大企業役員や金融トレーダー、高級官僚が得をしている
有利になる人たちとは、高額の退職金を受け取る大企業役員や金融トレーダー、そして高級官僚たちだ。
1998年に日本長期信用銀行が経営破綻した際、杉浦敏介元頭取が受け取った9億7000万円の高額退職金が大きな社会問題になった。
杉浦元頭取はいくらの所得税を払ったのだろうか。
勤続20年と仮定して計算してみると、彼が納めた所得税は2億4050万円だったということになる。
しかし、退職所得控除だけを残して、分離課税をやめ、所得の「2分の1軽課」をなくしたらどうなるだろうか。
彼が納めるべき所得税は4億8100万円と、じつに2倍になるのだ。
なぜ「富裕層優遇」の税制が生き残っているのか
退職金税制のなかでも「2分の1軽課」の部分に関しては、年収が億を超す外資系のインベストメント・バンカーなどの間でいまでも広く活用されている。
彼らは、入社のときに年俸1億円+退職金1億円といった契約を結ぶ。

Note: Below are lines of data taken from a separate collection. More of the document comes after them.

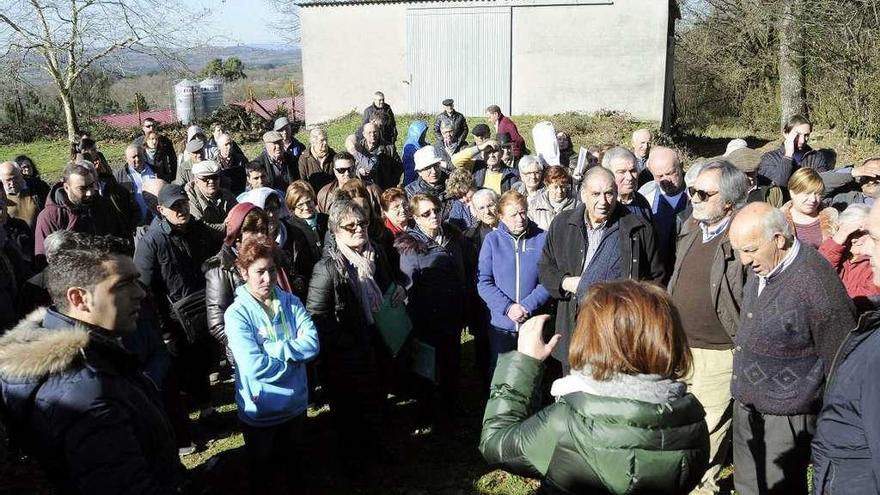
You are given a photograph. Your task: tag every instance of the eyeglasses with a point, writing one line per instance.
(353, 227)
(304, 205)
(700, 194)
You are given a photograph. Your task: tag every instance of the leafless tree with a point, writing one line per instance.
(66, 38)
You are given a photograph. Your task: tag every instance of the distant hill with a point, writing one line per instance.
(254, 56)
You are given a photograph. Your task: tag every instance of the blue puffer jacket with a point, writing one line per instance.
(433, 276)
(415, 140)
(846, 447)
(270, 372)
(508, 272)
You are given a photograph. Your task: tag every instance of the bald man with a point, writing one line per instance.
(22, 202)
(670, 206)
(795, 313)
(597, 241)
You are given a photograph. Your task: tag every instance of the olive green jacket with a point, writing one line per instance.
(591, 444)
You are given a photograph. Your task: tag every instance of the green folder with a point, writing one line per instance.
(393, 322)
(425, 361)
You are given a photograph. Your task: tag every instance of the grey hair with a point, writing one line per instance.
(733, 185)
(617, 153)
(528, 161)
(774, 222)
(854, 212)
(593, 171)
(480, 194)
(691, 175)
(342, 209)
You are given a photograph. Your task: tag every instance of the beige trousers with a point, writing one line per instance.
(709, 381)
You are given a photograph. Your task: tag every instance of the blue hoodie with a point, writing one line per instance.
(508, 273)
(270, 371)
(415, 140)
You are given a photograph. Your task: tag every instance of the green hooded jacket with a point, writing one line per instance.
(586, 443)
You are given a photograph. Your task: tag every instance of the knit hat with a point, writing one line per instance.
(481, 130)
(234, 219)
(745, 159)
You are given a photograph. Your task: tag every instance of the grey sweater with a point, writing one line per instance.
(788, 336)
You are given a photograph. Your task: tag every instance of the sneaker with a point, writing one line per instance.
(185, 451)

そして、10年後に退職するときに、まとめて10億円の退職金を受け取るのだ。
「2分の1軽課」制度によって、そもそも退職金の半分の5億円にしか税金はかからない。しかも分離課税なので税率も低く抑えられる。
なぜ、こんな「富裕層優遇」の税制が生き残っているのか。先に述べたように、高級官僚の場合は、「わたり」で退官後に民間企業の役員をいくつか経験し、そのたびに巨額の退職金を得ていく。その税率を低く抑えたいのだろう。
一刻も早く退職金の分離課税と所得の2分の1控除はやめるべきだ。
それで庶民は何も損をしないのだ。